Key considerations include:
Ability to operate as a white-label authentication software solution
Scalability to handle large volumes across multiple clients
Integration with existing printing and packaging workflows
Support for non-cloneable identity technologies
Robust analytics and reporting capabilities
Flexibility to adapt to evolving regulatory requirements
A strong partner enables label manufacturers to offer a fully branded digital platform under their own identity.
This preserves client relationships while expanding service offerings.
The Strategic Opportunity Ahead
The security printing industry is at an inflexion point.
Brands are no longer satisfied with passive protection. They are demanding active verification, real-time visibility and data-driven insights.
Label manufacturers who continue to operate solely as print providers risk commoditisation.
Those who embrace the shift toward connected security labels and smart label SaaS models position themselves at the centre of a growing digital ecosystem.
They move from being suppliers to being partners in Brand Authentication, Product Verification and Supply Chain Management.
Conclusion
The transition from print to platform is not a disruption.

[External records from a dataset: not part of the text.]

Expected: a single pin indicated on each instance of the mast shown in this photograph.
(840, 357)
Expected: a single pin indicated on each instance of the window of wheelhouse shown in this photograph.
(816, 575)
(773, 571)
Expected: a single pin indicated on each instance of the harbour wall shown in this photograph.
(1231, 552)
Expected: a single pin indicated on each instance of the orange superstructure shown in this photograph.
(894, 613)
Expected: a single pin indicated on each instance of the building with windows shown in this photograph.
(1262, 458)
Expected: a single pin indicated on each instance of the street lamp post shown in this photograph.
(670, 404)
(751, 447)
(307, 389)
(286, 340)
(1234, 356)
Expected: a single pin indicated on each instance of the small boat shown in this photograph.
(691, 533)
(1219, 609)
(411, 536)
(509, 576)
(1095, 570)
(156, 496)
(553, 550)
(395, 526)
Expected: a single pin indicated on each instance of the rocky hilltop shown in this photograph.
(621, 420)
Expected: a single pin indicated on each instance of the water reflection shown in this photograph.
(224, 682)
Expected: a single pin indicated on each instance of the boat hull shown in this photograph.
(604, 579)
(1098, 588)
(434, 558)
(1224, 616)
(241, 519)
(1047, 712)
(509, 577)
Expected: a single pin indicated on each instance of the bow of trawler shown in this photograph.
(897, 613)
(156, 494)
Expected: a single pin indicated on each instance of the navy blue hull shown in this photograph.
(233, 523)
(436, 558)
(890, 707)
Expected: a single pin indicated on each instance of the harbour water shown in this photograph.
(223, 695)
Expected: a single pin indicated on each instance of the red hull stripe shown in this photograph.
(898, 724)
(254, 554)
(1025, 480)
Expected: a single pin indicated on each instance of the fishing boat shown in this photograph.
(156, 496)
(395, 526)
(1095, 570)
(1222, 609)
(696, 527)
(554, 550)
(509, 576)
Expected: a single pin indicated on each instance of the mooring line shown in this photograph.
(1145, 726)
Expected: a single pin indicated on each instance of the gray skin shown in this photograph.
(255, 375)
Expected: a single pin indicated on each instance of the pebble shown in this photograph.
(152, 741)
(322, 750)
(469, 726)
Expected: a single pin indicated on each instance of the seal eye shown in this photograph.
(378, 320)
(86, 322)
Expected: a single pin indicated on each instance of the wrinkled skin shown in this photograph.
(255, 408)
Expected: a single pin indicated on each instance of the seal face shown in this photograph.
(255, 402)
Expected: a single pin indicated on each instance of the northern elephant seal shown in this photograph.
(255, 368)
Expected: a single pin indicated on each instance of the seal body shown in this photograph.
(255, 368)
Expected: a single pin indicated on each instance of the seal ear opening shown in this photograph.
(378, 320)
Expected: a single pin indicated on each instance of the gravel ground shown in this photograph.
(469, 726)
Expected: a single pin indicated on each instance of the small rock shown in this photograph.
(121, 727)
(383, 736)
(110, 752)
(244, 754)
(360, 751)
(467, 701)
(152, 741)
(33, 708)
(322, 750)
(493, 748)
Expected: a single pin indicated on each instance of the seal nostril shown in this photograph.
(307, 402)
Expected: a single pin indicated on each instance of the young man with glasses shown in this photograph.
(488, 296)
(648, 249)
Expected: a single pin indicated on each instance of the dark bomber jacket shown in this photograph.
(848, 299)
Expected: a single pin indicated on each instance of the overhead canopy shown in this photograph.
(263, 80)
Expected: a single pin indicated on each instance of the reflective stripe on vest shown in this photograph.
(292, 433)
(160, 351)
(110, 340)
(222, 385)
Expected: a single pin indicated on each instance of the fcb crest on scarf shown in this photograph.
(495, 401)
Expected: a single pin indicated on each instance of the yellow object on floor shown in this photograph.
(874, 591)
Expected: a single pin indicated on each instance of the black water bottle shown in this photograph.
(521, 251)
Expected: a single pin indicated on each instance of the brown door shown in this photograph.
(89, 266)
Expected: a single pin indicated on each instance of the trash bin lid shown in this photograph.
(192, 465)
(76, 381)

It is an evolution.
Connected security labels represent the convergence of physical and digital authentication. They enable real-time Product Authentication, strengthen Brand protection and unlock new revenue streams through recurring platform models.
By integrating non-cloneable identity technologies such as Certify with white-label authentication software, label manufacturers can redefine their role in the value chain.
The question is no longer whether software will become part of the label industry. It already has.
The real question is who will lead that transformation.